In that meeting, Crump wrote, the group — including himself, Disney, Hench and others — tossed around ideas. It went from stuffed birds to mechanical birds to an entire show of animatronics where birds would sing to each other. “That was part of the beauty of these sessions,” Crump wrote. “Ideas would come out, and just flow and evolve into these wonderful things that would eventually make their way into Disneyland.”
That’s how Crump was tasked with creating the pre-show area, where diners would wait for their tables, which Disney wanted to be entertaining all on its own. “I remember Walt turning to me and saying ‘Rolly, you better do your homework and find out all about tiki,’ because it was around that,’” he told SFGATE. “So I did.”

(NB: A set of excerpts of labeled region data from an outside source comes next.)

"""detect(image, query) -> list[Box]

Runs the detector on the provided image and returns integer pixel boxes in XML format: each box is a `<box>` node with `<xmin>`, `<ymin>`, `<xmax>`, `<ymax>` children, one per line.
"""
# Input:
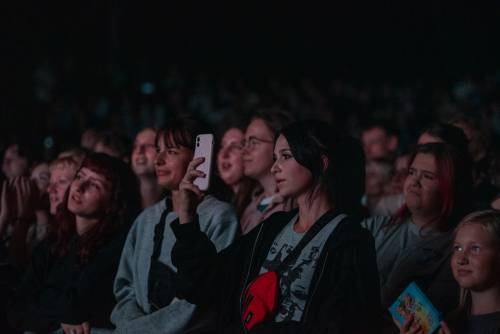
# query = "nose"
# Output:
<box><xmin>154</xmin><ymin>152</ymin><xmax>165</xmax><ymax>166</ymax></box>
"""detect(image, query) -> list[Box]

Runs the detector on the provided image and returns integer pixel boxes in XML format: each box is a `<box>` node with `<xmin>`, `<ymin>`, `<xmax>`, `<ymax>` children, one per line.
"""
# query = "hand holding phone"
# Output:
<box><xmin>193</xmin><ymin>133</ymin><xmax>214</xmax><ymax>191</ymax></box>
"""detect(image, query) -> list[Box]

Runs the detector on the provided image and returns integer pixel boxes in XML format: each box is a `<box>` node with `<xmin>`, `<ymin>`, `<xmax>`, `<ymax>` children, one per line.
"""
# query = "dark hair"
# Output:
<box><xmin>421</xmin><ymin>122</ymin><xmax>469</xmax><ymax>154</ymax></box>
<box><xmin>156</xmin><ymin>115</ymin><xmax>206</xmax><ymax>151</ymax></box>
<box><xmin>51</xmin><ymin>153</ymin><xmax>141</xmax><ymax>263</ymax></box>
<box><xmin>251</xmin><ymin>108</ymin><xmax>295</xmax><ymax>139</ymax></box>
<box><xmin>281</xmin><ymin>120</ymin><xmax>365</xmax><ymax>214</ymax></box>
<box><xmin>394</xmin><ymin>143</ymin><xmax>472</xmax><ymax>230</ymax></box>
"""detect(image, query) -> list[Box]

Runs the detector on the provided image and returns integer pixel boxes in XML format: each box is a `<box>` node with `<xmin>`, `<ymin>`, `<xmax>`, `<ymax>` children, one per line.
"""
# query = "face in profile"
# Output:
<box><xmin>155</xmin><ymin>134</ymin><xmax>194</xmax><ymax>190</ymax></box>
<box><xmin>47</xmin><ymin>165</ymin><xmax>76</xmax><ymax>215</ymax></box>
<box><xmin>2</xmin><ymin>145</ymin><xmax>29</xmax><ymax>178</ymax></box>
<box><xmin>31</xmin><ymin>162</ymin><xmax>50</xmax><ymax>194</ymax></box>
<box><xmin>68</xmin><ymin>167</ymin><xmax>112</xmax><ymax>218</ymax></box>
<box><xmin>404</xmin><ymin>153</ymin><xmax>442</xmax><ymax>215</ymax></box>
<box><xmin>451</xmin><ymin>224</ymin><xmax>500</xmax><ymax>291</ymax></box>
<box><xmin>243</xmin><ymin>118</ymin><xmax>274</xmax><ymax>180</ymax></box>
<box><xmin>217</xmin><ymin>128</ymin><xmax>245</xmax><ymax>186</ymax></box>
<box><xmin>271</xmin><ymin>135</ymin><xmax>312</xmax><ymax>198</ymax></box>
<box><xmin>132</xmin><ymin>129</ymin><xmax>156</xmax><ymax>176</ymax></box>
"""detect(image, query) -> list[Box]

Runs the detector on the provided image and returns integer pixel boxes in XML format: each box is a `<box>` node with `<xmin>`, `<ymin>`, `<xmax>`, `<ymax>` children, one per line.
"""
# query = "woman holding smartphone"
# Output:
<box><xmin>172</xmin><ymin>121</ymin><xmax>379</xmax><ymax>333</ymax></box>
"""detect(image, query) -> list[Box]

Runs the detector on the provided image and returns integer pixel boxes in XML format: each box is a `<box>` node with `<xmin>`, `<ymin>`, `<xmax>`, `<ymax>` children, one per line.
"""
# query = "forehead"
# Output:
<box><xmin>222</xmin><ymin>128</ymin><xmax>245</xmax><ymax>142</ymax></box>
<box><xmin>417</xmin><ymin>132</ymin><xmax>443</xmax><ymax>145</ymax></box>
<box><xmin>245</xmin><ymin>118</ymin><xmax>274</xmax><ymax>139</ymax></box>
<box><xmin>455</xmin><ymin>223</ymin><xmax>495</xmax><ymax>244</ymax></box>
<box><xmin>362</xmin><ymin>127</ymin><xmax>387</xmax><ymax>140</ymax></box>
<box><xmin>79</xmin><ymin>167</ymin><xmax>110</xmax><ymax>184</ymax></box>
<box><xmin>274</xmin><ymin>135</ymin><xmax>290</xmax><ymax>152</ymax></box>
<box><xmin>135</xmin><ymin>129</ymin><xmax>156</xmax><ymax>144</ymax></box>
<box><xmin>411</xmin><ymin>153</ymin><xmax>437</xmax><ymax>173</ymax></box>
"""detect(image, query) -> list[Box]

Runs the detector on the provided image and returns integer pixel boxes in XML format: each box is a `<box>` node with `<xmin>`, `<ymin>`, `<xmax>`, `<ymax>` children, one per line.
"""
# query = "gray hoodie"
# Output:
<box><xmin>111</xmin><ymin>196</ymin><xmax>239</xmax><ymax>333</ymax></box>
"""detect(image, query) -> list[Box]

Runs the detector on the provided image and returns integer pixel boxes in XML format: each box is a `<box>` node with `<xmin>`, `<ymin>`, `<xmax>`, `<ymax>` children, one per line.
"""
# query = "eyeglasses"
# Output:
<box><xmin>242</xmin><ymin>137</ymin><xmax>274</xmax><ymax>151</ymax></box>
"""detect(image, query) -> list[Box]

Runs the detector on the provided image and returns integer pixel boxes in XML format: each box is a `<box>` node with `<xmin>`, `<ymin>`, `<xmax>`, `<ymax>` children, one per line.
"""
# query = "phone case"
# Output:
<box><xmin>193</xmin><ymin>133</ymin><xmax>214</xmax><ymax>191</ymax></box>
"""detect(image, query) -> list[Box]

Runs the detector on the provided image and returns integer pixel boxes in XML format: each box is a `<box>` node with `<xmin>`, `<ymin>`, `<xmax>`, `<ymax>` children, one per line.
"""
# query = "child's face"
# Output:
<box><xmin>451</xmin><ymin>224</ymin><xmax>500</xmax><ymax>291</ymax></box>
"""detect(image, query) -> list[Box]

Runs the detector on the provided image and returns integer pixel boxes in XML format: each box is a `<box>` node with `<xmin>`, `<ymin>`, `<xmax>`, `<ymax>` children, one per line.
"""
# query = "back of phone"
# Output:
<box><xmin>193</xmin><ymin>133</ymin><xmax>214</xmax><ymax>191</ymax></box>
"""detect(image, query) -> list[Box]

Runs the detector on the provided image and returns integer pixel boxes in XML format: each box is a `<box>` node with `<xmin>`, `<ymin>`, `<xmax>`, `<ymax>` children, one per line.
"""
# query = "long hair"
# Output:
<box><xmin>393</xmin><ymin>143</ymin><xmax>472</xmax><ymax>230</ymax></box>
<box><xmin>50</xmin><ymin>153</ymin><xmax>141</xmax><ymax>263</ymax></box>
<box><xmin>450</xmin><ymin>210</ymin><xmax>500</xmax><ymax>328</ymax></box>
<box><xmin>281</xmin><ymin>120</ymin><xmax>365</xmax><ymax>214</ymax></box>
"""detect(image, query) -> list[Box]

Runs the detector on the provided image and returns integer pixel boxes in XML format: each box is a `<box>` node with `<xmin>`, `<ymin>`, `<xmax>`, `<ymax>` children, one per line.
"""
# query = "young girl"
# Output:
<box><xmin>8</xmin><ymin>153</ymin><xmax>140</xmax><ymax>333</ymax></box>
<box><xmin>400</xmin><ymin>210</ymin><xmax>500</xmax><ymax>334</ymax></box>
<box><xmin>172</xmin><ymin>121</ymin><xmax>379</xmax><ymax>333</ymax></box>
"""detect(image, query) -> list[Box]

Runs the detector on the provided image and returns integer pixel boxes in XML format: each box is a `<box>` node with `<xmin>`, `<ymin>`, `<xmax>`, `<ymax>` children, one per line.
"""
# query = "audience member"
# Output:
<box><xmin>172</xmin><ymin>122</ymin><xmax>379</xmax><ymax>333</ymax></box>
<box><xmin>111</xmin><ymin>117</ymin><xmax>238</xmax><ymax>333</ymax></box>
<box><xmin>7</xmin><ymin>153</ymin><xmax>139</xmax><ymax>333</ymax></box>
<box><xmin>130</xmin><ymin>128</ymin><xmax>163</xmax><ymax>208</ymax></box>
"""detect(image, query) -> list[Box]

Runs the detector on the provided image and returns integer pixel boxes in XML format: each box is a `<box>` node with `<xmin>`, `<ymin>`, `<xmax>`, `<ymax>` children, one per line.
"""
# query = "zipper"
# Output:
<box><xmin>240</xmin><ymin>223</ymin><xmax>264</xmax><ymax>333</ymax></box>
<box><xmin>302</xmin><ymin>251</ymin><xmax>330</xmax><ymax>322</ymax></box>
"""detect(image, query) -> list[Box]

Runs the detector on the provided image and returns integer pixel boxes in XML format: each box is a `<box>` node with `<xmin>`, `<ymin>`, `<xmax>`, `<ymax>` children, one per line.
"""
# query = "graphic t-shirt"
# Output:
<box><xmin>260</xmin><ymin>215</ymin><xmax>345</xmax><ymax>322</ymax></box>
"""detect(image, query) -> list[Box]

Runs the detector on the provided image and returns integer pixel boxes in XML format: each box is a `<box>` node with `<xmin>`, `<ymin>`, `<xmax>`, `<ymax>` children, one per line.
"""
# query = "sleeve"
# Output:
<box><xmin>111</xmin><ymin>220</ymin><xmax>145</xmax><ymax>326</ymax></box>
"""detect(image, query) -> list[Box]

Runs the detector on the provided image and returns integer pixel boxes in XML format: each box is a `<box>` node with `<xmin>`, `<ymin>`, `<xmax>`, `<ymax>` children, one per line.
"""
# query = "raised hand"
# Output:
<box><xmin>178</xmin><ymin>157</ymin><xmax>205</xmax><ymax>224</ymax></box>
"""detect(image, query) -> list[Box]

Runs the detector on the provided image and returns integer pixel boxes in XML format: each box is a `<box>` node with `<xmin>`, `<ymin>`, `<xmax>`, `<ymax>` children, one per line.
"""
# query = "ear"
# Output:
<box><xmin>388</xmin><ymin>136</ymin><xmax>398</xmax><ymax>152</ymax></box>
<box><xmin>321</xmin><ymin>154</ymin><xmax>330</xmax><ymax>172</ymax></box>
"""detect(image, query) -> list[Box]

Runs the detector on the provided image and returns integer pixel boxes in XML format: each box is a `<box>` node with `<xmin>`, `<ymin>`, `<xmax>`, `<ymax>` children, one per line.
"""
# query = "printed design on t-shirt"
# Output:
<box><xmin>262</xmin><ymin>242</ymin><xmax>321</xmax><ymax>321</ymax></box>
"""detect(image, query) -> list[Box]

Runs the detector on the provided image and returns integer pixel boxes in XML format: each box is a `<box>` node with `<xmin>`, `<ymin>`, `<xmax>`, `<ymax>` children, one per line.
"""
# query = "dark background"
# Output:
<box><xmin>0</xmin><ymin>0</ymin><xmax>500</xmax><ymax>154</ymax></box>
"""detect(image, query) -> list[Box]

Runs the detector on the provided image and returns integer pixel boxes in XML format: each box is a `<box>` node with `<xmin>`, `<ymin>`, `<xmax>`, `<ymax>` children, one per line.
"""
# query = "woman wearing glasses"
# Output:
<box><xmin>217</xmin><ymin>119</ymin><xmax>256</xmax><ymax>218</ymax></box>
<box><xmin>241</xmin><ymin>109</ymin><xmax>293</xmax><ymax>234</ymax></box>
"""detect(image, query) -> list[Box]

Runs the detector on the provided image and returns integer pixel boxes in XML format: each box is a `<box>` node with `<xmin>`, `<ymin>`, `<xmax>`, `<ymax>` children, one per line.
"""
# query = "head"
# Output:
<box><xmin>243</xmin><ymin>109</ymin><xmax>293</xmax><ymax>181</ymax></box>
<box><xmin>30</xmin><ymin>162</ymin><xmax>50</xmax><ymax>194</ymax></box>
<box><xmin>155</xmin><ymin>117</ymin><xmax>205</xmax><ymax>190</ymax></box>
<box><xmin>47</xmin><ymin>156</ymin><xmax>81</xmax><ymax>215</ymax></box>
<box><xmin>217</xmin><ymin>127</ymin><xmax>245</xmax><ymax>186</ymax></box>
<box><xmin>272</xmin><ymin>121</ymin><xmax>364</xmax><ymax>213</ymax></box>
<box><xmin>94</xmin><ymin>131</ymin><xmax>129</xmax><ymax>162</ymax></box>
<box><xmin>403</xmin><ymin>143</ymin><xmax>472</xmax><ymax>230</ymax></box>
<box><xmin>2</xmin><ymin>144</ymin><xmax>32</xmax><ymax>178</ymax></box>
<box><xmin>451</xmin><ymin>210</ymin><xmax>500</xmax><ymax>306</ymax></box>
<box><xmin>53</xmin><ymin>153</ymin><xmax>141</xmax><ymax>262</ymax></box>
<box><xmin>131</xmin><ymin>128</ymin><xmax>156</xmax><ymax>177</ymax></box>
<box><xmin>361</xmin><ymin>121</ymin><xmax>398</xmax><ymax>161</ymax></box>
<box><xmin>417</xmin><ymin>122</ymin><xmax>469</xmax><ymax>154</ymax></box>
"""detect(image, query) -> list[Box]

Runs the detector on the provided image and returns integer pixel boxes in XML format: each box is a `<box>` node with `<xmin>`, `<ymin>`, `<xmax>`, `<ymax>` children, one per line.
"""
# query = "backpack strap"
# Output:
<box><xmin>275</xmin><ymin>210</ymin><xmax>347</xmax><ymax>273</ymax></box>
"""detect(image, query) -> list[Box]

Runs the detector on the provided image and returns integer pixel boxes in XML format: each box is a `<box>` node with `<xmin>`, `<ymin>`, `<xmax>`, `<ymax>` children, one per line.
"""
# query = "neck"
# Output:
<box><xmin>294</xmin><ymin>189</ymin><xmax>333</xmax><ymax>233</ymax></box>
<box><xmin>471</xmin><ymin>285</ymin><xmax>500</xmax><ymax>315</ymax></box>
<box><xmin>259</xmin><ymin>173</ymin><xmax>276</xmax><ymax>197</ymax></box>
<box><xmin>411</xmin><ymin>212</ymin><xmax>439</xmax><ymax>229</ymax></box>
<box><xmin>76</xmin><ymin>216</ymin><xmax>99</xmax><ymax>236</ymax></box>
<box><xmin>139</xmin><ymin>175</ymin><xmax>163</xmax><ymax>208</ymax></box>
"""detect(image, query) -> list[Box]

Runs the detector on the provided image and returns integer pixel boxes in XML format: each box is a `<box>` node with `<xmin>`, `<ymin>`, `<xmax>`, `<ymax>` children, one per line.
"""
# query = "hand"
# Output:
<box><xmin>61</xmin><ymin>322</ymin><xmax>90</xmax><ymax>334</ymax></box>
<box><xmin>11</xmin><ymin>177</ymin><xmax>39</xmax><ymax>220</ymax></box>
<box><xmin>438</xmin><ymin>321</ymin><xmax>452</xmax><ymax>334</ymax></box>
<box><xmin>392</xmin><ymin>314</ymin><xmax>424</xmax><ymax>334</ymax></box>
<box><xmin>178</xmin><ymin>157</ymin><xmax>205</xmax><ymax>224</ymax></box>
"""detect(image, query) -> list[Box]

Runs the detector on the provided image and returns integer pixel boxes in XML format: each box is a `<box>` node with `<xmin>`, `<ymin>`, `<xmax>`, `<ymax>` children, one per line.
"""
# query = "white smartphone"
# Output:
<box><xmin>193</xmin><ymin>133</ymin><xmax>214</xmax><ymax>191</ymax></box>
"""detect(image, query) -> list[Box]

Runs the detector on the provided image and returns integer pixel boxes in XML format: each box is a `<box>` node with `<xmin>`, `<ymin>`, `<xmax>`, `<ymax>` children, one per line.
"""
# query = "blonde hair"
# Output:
<box><xmin>454</xmin><ymin>210</ymin><xmax>500</xmax><ymax>314</ymax></box>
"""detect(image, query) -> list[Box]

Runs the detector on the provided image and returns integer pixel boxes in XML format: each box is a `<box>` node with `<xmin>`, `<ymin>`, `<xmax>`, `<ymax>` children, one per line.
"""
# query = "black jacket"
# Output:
<box><xmin>171</xmin><ymin>211</ymin><xmax>381</xmax><ymax>333</ymax></box>
<box><xmin>7</xmin><ymin>229</ymin><xmax>127</xmax><ymax>333</ymax></box>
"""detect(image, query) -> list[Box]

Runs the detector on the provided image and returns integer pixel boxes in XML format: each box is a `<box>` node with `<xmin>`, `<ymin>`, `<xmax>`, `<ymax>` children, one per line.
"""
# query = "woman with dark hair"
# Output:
<box><xmin>111</xmin><ymin>117</ymin><xmax>239</xmax><ymax>334</ymax></box>
<box><xmin>362</xmin><ymin>143</ymin><xmax>472</xmax><ymax>318</ymax></box>
<box><xmin>172</xmin><ymin>121</ymin><xmax>379</xmax><ymax>333</ymax></box>
<box><xmin>8</xmin><ymin>153</ymin><xmax>140</xmax><ymax>333</ymax></box>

Specifically, Disney asked Crump to design tikis that would be a source of entertainment.
“Walt came up to me and said, ‘Rolly, ‘we’re going to have this preshow area for people who are waiting to get into the restaurant,’” Crump wrote. “‘I want to have some Tikis out there, and I want them to tell stories. I want you to design them.’”
He didn’t just design the statues that he modeled on Hawaiian gods like Pele and Maui, with their water and fire features. Crump carved them by hand, using clay that needed to be very warm to be manipulated. That heat came from working directly in the sun in the Burbank parking lot of the Walt Disney Company. Not only that, he carved the statues using a plastic fork.
“You may think that people [who] are sculpting for Disney have got these gorgeous temperature-controlled rooms, filled with north light, to better aid their work,” he wrote. “But no, no… they have a parking lot! I always thought that was kind of funny.”
After the show had been created and the space had been designed, the Imagineers realized they had a problem… a good problem. The tiki room was going to be too popular to be able to handle the demand.
“Walt said, ‘there are going to be too many people for a restaurant, so we’ll make it an attraction,’” Crump told SFGATE. “It couldn’t handle that many people.” Because the space was allocated in the park already, there wasn’t any flexibility on expanding the footprint. “They didn’t have the space to do that,” he added. “It was kind of a jammed area.”
So, the tables were removed from the design, and the restaurant became the Enchanted Tiki Room that’s still in place in the park today.
At one point in our interview, I asked Crump if he was inspired by the tiki bars around Los Angeles, with their theatrical effects and over-the-top decor. He and his wife Marie Tocci, who was also on the call, gently laughed at my question. “I think it was the other way around,” Tocci said. Today, the Enchanted Tiki Room is so beloved that inspired not only Trader Sam’s Enchanted Tiki Bar at the Disneyland Hotel, but professional-level home tiki bars around Los Angeles and a real tiki bar in Solvang with touches of Disney throughout.
In an era when Disney is increasingly putting emphasis on inclusion in its moviemaking and on removing problematic parts of its older attractions, the Enchanted Tiki Room would likely have been designed differently today. No caricature accents for the birds, no cartoony pillars of faces chanting in the corners of the room. But when it opened in 1963, the attraction was technically groundbreaking.
“It is an attraction that really deserves a lot of credit, because it was the first all animatronic show that was ever designed and built anywhere in the world,” Crump wrote. “It was a first for Disneyland and a first for the rest of the world, so that is a pretty big deal.”